La certificazione UE 139 non basta, dicono le associazioni
Le associazioni chiariscono di non aver mai contestato a FA il rispetto degli obblighi di sicurezza operativa nella gestione e manutenzione dell’aeroporto, né la validità della certificazione ottenuta ai sensi del Regolamento UE 139. Tuttavia, sottolineano come tale certificazione non sostituisca né assorba le normative a tutela della salute e sicurezza della popolazione nelle aree limitrofe allo scalo, disciplinate da norme nazionali, europee e dal Codice della Navigazione — un principio, ricordano, esplicitato dallo stesso Regolamento UE. Di conseguenza, per Taaf e Sorvolati la certificazione non può considerarsi una risposta esaustiva a temi come impatto acustico, tutela ambientale e protezione delle aree limitrofe.
Le richieste rivolte a Enac, Comune di Forlì, Arpae e Regione
Le critiche del Tavolo Ambientalista e del comitato non sono indirizzate solo a FA, ma a tutti gli enti chiamati a un ruolo, spesso condiviso, nel garantire che le attività dell’aeroporto Ridolfi rispettino gli standard di sicurezza e tutela della salute pubblica: Enac, Comune di Forlì, Arpae, Regione Emilia-Romagna, Protezione Civile e Prefettura.

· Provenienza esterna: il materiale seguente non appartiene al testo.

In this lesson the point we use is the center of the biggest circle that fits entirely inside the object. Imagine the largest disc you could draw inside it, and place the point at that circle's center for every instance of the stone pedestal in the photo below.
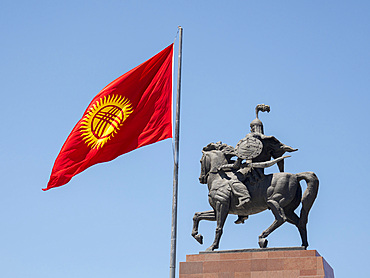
(257, 263)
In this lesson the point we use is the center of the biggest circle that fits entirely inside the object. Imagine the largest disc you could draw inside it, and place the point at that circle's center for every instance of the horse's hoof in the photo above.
(199, 238)
(209, 249)
(262, 242)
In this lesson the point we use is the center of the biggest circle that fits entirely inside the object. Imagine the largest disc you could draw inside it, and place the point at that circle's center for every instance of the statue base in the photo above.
(289, 262)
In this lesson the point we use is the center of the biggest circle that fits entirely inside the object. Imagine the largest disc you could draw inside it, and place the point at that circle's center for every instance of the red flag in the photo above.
(132, 111)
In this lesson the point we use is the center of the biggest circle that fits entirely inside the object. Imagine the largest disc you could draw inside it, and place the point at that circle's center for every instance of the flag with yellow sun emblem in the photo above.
(132, 111)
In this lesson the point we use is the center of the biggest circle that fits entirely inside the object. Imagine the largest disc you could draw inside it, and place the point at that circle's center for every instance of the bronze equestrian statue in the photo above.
(242, 188)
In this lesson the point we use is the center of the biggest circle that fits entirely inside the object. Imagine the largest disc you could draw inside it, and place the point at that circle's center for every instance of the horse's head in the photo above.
(214, 156)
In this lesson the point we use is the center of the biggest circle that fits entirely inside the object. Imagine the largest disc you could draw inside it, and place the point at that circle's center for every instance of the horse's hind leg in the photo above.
(280, 218)
(222, 210)
(205, 215)
(294, 219)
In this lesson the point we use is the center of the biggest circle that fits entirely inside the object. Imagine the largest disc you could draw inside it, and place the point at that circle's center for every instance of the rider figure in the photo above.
(250, 149)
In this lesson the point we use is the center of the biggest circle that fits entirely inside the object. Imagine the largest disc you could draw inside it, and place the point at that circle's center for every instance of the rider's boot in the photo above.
(243, 201)
(240, 219)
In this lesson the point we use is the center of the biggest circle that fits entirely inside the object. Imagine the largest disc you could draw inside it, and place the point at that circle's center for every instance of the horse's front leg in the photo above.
(205, 215)
(222, 210)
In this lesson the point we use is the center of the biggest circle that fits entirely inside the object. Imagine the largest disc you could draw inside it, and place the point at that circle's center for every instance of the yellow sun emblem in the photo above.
(104, 119)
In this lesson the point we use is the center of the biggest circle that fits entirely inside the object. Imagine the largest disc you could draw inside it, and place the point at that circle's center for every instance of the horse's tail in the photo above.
(309, 195)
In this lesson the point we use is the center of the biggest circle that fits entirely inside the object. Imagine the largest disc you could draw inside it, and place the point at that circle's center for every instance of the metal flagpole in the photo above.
(176, 166)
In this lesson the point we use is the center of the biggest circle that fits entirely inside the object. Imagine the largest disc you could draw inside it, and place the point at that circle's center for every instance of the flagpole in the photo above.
(176, 166)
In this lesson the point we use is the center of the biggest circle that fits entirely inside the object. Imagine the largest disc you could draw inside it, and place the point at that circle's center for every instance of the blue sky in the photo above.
(309, 60)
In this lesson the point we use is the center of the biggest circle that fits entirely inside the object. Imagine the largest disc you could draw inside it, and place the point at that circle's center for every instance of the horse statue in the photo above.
(279, 192)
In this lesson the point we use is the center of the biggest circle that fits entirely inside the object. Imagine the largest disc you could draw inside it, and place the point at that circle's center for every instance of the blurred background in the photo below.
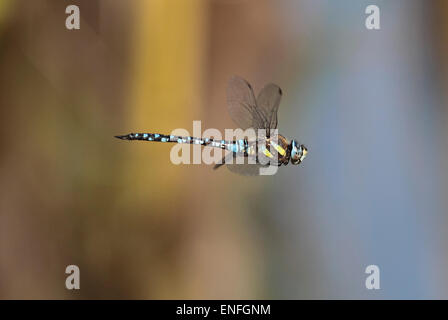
(369, 105)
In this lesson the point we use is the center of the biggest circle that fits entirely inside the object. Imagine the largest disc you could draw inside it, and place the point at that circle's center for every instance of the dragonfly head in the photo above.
(298, 152)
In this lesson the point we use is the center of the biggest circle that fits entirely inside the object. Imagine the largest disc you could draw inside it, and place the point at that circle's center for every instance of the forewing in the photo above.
(242, 105)
(268, 101)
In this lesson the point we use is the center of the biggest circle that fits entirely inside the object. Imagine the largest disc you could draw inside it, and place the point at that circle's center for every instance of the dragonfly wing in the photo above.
(242, 105)
(268, 101)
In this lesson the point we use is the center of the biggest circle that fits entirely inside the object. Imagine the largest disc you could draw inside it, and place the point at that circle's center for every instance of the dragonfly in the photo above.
(249, 154)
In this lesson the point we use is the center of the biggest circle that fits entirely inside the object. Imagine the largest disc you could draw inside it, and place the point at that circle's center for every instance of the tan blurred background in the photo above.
(370, 105)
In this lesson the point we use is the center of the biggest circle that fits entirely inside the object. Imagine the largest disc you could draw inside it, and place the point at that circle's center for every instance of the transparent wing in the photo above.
(268, 101)
(242, 105)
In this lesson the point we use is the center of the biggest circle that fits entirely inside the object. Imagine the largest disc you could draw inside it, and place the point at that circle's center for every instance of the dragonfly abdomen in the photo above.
(234, 146)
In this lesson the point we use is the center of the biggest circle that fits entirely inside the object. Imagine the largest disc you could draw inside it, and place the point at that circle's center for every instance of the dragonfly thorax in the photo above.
(298, 152)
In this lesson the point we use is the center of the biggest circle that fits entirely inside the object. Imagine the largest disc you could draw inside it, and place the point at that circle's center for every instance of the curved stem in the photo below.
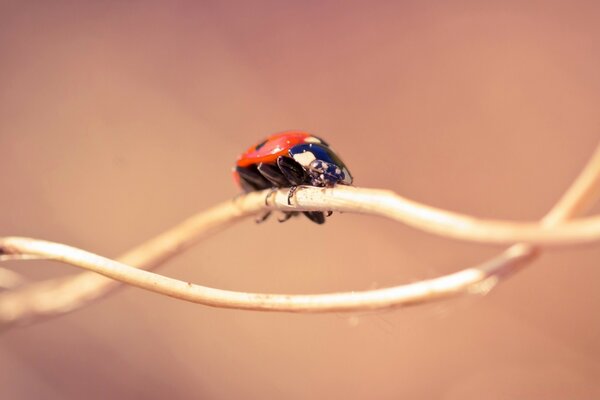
(59, 296)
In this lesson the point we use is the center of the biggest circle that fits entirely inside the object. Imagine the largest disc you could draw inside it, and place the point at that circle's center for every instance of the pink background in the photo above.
(119, 119)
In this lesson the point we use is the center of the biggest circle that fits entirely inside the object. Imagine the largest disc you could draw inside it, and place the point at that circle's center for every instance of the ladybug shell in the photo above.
(272, 147)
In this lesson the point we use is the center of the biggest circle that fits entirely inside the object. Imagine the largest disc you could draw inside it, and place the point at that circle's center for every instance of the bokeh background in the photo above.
(119, 119)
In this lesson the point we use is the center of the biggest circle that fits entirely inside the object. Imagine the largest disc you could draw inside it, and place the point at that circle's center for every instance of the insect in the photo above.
(290, 159)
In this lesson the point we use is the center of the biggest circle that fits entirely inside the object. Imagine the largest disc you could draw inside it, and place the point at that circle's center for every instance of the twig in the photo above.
(58, 296)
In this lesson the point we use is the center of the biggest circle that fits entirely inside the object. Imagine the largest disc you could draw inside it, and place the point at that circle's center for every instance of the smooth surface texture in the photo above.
(118, 121)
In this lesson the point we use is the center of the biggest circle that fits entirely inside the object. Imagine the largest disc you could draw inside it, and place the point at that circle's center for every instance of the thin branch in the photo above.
(58, 296)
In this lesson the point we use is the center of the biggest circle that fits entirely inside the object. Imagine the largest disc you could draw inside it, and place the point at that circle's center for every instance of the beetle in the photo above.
(290, 159)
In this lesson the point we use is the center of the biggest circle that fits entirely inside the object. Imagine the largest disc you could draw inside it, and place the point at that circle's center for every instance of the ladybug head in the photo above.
(323, 166)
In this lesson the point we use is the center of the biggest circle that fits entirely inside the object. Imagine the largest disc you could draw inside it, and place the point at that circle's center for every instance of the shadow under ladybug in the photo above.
(288, 160)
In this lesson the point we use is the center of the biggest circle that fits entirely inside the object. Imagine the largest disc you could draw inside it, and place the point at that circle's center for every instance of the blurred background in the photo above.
(120, 119)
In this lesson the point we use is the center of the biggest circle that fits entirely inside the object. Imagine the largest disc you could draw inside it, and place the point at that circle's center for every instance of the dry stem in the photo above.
(44, 299)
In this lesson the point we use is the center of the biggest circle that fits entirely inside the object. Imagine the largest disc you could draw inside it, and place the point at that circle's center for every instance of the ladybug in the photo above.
(290, 159)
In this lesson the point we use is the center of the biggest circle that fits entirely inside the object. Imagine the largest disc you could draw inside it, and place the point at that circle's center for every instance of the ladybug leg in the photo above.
(251, 179)
(273, 174)
(286, 216)
(315, 216)
(271, 193)
(263, 217)
(291, 193)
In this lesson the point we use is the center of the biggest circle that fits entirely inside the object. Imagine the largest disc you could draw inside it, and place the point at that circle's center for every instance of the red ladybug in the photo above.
(290, 159)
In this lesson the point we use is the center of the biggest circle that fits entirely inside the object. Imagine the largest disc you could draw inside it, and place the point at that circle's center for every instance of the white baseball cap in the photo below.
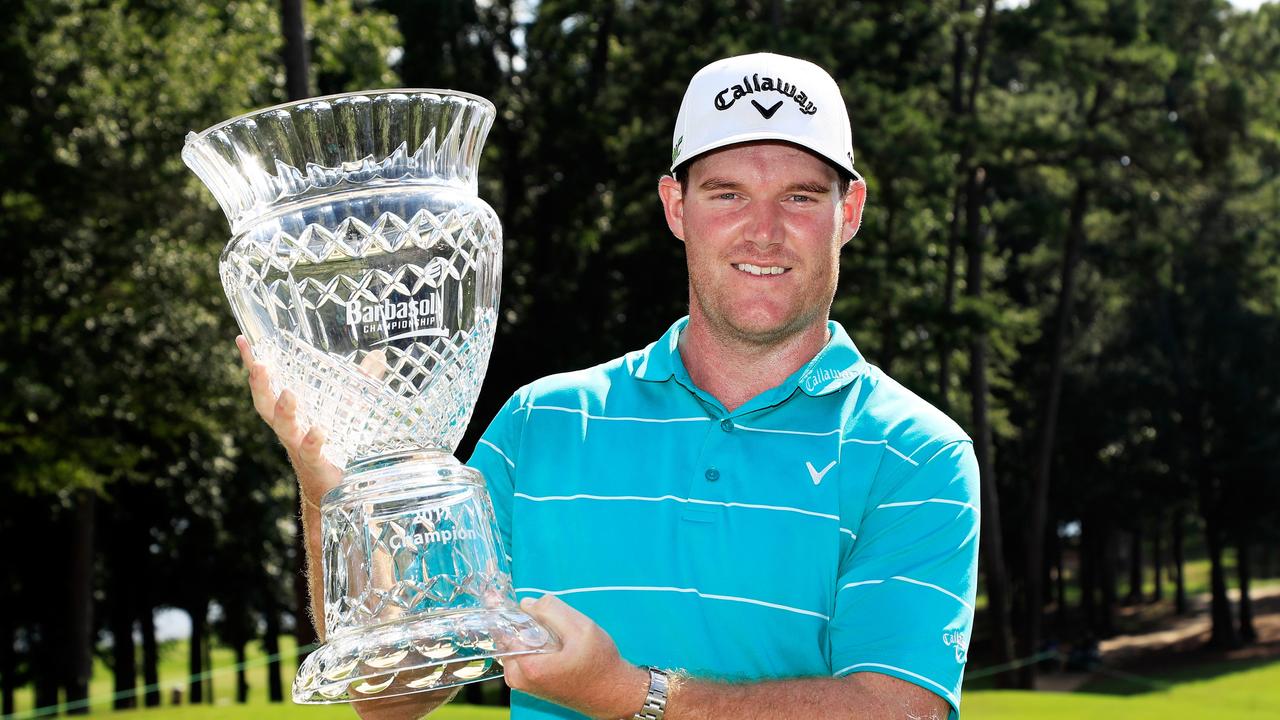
(763, 96)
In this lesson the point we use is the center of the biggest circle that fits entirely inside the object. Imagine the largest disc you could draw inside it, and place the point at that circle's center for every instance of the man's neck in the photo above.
(734, 372)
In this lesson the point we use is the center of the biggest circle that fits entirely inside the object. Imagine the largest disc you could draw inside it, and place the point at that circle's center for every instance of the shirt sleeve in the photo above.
(905, 597)
(496, 456)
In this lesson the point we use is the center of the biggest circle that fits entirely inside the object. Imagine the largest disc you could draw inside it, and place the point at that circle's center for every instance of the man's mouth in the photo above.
(760, 270)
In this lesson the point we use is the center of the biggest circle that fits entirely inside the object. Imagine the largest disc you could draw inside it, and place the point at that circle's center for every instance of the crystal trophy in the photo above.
(365, 272)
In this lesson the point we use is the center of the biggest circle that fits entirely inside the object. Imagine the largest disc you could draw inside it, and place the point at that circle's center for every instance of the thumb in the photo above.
(553, 613)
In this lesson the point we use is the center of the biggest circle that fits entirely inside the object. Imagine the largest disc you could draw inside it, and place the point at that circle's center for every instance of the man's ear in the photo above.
(853, 209)
(672, 205)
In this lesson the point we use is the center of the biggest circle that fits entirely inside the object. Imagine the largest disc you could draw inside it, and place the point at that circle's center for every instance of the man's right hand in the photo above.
(316, 475)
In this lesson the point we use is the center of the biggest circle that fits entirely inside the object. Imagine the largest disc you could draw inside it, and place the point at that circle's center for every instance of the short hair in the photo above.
(681, 174)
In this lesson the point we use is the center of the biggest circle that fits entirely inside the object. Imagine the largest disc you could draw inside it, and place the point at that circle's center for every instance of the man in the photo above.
(744, 519)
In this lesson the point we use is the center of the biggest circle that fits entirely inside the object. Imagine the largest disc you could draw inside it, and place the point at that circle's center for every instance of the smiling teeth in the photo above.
(758, 270)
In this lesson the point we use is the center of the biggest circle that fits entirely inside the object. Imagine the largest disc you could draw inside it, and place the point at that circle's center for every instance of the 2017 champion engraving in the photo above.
(726, 98)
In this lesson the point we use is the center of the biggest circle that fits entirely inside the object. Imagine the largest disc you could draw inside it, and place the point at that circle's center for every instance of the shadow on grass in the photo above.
(1132, 682)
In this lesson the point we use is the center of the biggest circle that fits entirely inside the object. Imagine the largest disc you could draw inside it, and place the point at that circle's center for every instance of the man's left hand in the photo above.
(586, 674)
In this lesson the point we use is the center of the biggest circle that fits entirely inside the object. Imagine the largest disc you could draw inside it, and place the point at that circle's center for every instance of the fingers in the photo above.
(284, 420)
(259, 382)
(374, 364)
(554, 614)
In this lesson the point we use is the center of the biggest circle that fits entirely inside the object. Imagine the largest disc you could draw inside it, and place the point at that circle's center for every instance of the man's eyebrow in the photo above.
(804, 186)
(720, 183)
(809, 186)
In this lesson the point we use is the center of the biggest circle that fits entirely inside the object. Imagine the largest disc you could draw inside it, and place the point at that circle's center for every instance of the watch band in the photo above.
(656, 702)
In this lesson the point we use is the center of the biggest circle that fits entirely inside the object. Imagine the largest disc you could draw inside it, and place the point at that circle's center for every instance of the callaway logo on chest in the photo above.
(726, 98)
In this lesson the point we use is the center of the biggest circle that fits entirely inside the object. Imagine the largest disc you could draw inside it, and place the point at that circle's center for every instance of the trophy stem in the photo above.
(417, 588)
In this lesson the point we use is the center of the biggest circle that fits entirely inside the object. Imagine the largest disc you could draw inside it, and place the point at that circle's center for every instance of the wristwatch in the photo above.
(656, 702)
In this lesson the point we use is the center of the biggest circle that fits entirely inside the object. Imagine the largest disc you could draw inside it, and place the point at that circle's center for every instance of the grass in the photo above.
(1224, 691)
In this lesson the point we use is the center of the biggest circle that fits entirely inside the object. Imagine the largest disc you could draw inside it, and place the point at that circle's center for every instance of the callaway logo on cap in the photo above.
(763, 96)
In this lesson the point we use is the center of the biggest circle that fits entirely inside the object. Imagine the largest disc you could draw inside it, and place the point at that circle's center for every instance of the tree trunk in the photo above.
(1060, 583)
(1223, 632)
(1134, 596)
(297, 64)
(208, 648)
(241, 677)
(80, 620)
(1036, 519)
(8, 662)
(297, 80)
(123, 606)
(1243, 559)
(196, 654)
(1157, 560)
(123, 652)
(1107, 563)
(272, 646)
(991, 534)
(150, 654)
(1179, 566)
(1089, 577)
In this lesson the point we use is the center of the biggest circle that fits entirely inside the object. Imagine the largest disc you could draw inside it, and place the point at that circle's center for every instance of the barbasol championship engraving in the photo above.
(365, 272)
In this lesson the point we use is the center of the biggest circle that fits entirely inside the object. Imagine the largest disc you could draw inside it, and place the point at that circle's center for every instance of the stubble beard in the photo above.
(722, 327)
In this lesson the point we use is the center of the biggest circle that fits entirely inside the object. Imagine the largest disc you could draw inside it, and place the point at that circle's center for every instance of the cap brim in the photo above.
(758, 136)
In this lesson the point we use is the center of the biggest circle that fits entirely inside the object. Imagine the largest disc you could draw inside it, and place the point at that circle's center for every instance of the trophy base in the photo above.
(416, 593)
(417, 655)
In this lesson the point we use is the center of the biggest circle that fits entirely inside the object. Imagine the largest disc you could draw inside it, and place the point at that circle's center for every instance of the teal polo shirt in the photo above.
(827, 527)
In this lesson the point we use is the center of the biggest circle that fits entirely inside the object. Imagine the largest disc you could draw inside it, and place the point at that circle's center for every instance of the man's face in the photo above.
(763, 224)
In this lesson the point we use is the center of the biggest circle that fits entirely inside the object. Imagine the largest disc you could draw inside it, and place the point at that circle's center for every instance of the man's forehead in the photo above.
(769, 158)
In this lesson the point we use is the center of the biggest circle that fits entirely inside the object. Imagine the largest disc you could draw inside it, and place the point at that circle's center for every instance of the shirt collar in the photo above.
(831, 369)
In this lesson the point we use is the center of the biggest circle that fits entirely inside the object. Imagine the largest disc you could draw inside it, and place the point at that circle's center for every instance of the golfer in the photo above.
(745, 519)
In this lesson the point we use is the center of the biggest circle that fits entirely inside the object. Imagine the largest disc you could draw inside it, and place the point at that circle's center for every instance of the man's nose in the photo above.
(764, 227)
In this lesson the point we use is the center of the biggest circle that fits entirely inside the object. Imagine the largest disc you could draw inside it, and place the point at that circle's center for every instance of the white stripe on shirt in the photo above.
(673, 499)
(945, 692)
(498, 450)
(620, 418)
(914, 582)
(914, 502)
(690, 591)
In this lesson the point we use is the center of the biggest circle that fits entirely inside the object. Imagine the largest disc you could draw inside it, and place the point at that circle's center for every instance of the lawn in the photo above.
(1224, 691)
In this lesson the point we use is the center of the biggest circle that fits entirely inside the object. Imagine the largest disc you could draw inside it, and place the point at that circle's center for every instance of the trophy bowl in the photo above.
(365, 272)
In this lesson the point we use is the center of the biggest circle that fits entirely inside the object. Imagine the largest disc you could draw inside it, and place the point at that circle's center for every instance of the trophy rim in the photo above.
(196, 137)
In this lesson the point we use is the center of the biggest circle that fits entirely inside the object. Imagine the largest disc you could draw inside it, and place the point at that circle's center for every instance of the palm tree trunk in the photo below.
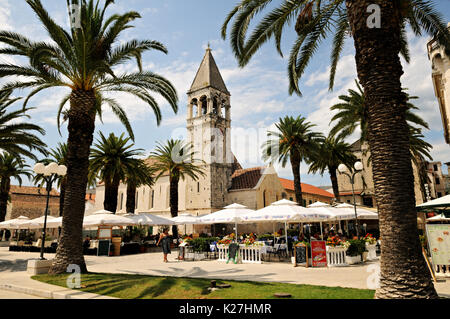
(61, 195)
(81, 133)
(5, 186)
(174, 202)
(334, 183)
(404, 273)
(131, 197)
(111, 194)
(295, 163)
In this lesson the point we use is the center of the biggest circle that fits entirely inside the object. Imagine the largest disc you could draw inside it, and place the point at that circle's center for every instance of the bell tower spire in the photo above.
(208, 125)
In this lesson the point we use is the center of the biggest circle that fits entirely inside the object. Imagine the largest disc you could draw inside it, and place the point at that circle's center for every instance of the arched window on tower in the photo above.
(204, 105)
(216, 107)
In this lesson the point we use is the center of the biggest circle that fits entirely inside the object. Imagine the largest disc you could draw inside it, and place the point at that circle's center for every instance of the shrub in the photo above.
(356, 248)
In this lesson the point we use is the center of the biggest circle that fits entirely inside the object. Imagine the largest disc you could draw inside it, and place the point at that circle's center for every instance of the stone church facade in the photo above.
(225, 181)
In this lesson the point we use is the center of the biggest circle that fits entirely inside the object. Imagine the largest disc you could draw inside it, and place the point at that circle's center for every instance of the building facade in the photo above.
(433, 184)
(225, 181)
(31, 202)
(440, 62)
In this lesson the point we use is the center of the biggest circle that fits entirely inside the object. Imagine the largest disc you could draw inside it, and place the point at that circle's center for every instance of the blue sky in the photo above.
(259, 91)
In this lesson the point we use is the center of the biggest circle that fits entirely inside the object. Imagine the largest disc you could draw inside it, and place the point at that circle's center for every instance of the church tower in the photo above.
(208, 125)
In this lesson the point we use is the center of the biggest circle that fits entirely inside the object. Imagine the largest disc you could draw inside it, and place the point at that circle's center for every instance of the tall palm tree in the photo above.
(59, 156)
(378, 47)
(175, 158)
(295, 142)
(140, 175)
(353, 114)
(82, 60)
(16, 136)
(111, 158)
(332, 152)
(11, 166)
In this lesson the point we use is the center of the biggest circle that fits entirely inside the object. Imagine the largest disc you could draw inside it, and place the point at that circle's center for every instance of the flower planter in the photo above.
(352, 260)
(336, 256)
(371, 251)
(199, 256)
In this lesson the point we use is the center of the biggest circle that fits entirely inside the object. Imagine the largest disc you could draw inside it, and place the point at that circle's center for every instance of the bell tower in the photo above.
(208, 125)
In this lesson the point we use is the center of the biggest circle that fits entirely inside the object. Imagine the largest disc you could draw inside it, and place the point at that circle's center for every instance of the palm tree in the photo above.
(332, 152)
(59, 156)
(17, 137)
(140, 175)
(295, 142)
(111, 159)
(353, 114)
(11, 166)
(176, 159)
(378, 47)
(83, 60)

Da questi soggetti le associazioni si aspettano un’attivazione concreta su più fronti: l’acquisizione delle mappe di vincolo, la definizione della zonizzazione acustica aeroportuale, la valutazione del carico antropico nelle aree di tutela del Piano di Rischio Aeroportuale, la definizione operativa del piano di emergenza esterno e della mappa delle aree sensibili del territorio forlivese (scuole, case di riposo, centri commerciali, piscina). Richieste, ricordano, già emerse nel verbale della commissione aeroportuale riunitasi per la prima e unica volta a giugno 2025.
“La nostra richiesta è semplice“, si legge nella nota: che ciascun soggetto competente svolga la propria parte per rendere operative le norme a tutela della sicurezza, della salute, dell’ambiente e del territorio forlivese.
La replica alle accuse di disinformazione: “Serve trasparenza sui bilanci“
Rispondendo alle accuse di diffondere notizie false e tendenziose, le associazioni chiedono che vengano indicati espressamente quali atti, procedure, monitoraggi e tutele operative siano stati adottati su sicurezza e impatto ambientale nelle zone limitrofe allo scalo, e dove questi documenti siano pubblicamente consultabili. Una richiesta di trasparenza che riguarda anche i bilanci della società di gestione, in particolare per quanto concerne i finanziamenti pubblici ricevuti — esigenza, sottolineano, tanto più significativa dato che per gli altri aeroporti regionali tale trasparenza risulta già garantita.
La conclusione: “Convivenza sostenibile solo con le norme applicate”
TAAF e comitato Sorvolati ribadiscono di chiedere, e di continuare a chiedere, a tutti i soggetti coinvolti a vario titolo l’attuazione dei regolamenti a protezione delle popolazioni impattate dall’attività aeroportuale. Solo dalla piena applicazione delle norme di tutela, concludono, sarà possibile ipotizzare una convivenza sostenibile tra l’attività dell’aeroporto Ridolfi e i cittadini di Forlì.